I think we have all experienced the issues you are having with your prosiasis at one point or another during our time living with it. I know that I personally had a really hard time coping when I was in junior school, my life was a living hell from the age of 8 to 10.
I am quite lucky that my hubby is more than happy to listen to me rant about my skin (on the odd occassion that I do) but I understand how frustrating it must be when the one person you feel you can talk to is just as stressed as you are about the cost of treatment etc.
Have you looked into the possibility of a psoriasis support group in your area? I know whe have them all over the UK and info can generally be found from the dermatologist or rheumatologist. I think that being with people who are in the exact same place as you (emotionally and physically) may help you to deal with the burden and stress - after all the stress is not good for your skin!
Your boss is very lucky that I'm not his employee... I'd certainly give him a piece of my mind if he had made a comment like that to me...
There are other prescription anit-histamines that you can take for the itch, also have you tried a hydrocortisone cream or even calamine lotion (that you put on chicken pox), they are both great at soothing the burning itch.
Hope that you find the support you need.
Krissie
Thanks for the reply! For the last three years I have been the anti social (real life) and have no friends left. I can check my dermatologist next time to see if there are any support groups. I think im going to fire my GP and my Rhumey for someone who doesn't care about the cost of medication. As long as I can afford my co pay, then cost is my insurance companie's problem.

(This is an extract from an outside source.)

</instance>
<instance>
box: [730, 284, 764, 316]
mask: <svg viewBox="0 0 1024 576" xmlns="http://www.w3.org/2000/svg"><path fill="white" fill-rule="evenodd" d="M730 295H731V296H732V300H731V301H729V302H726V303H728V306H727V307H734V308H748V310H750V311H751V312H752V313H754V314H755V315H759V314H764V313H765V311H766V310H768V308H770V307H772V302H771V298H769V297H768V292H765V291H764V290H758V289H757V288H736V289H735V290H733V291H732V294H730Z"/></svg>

I have hydrocortisone cream for my eye lids. Works ok for them, but absolutely burns when put on any of my skin that is flared up.
Anyways I do have a question, that maybe someone could help me with. This issue occured for the first time, back when I am on Humira. I get these small bumps underneath my arms and continues down my lats. They eventually scale (hurt when itched) and disappear. My derm said not to worry about it, but they came back after the last shot of stelara. It didn't last as long as the first time, but I am somewhat scared that it might be related to the drug.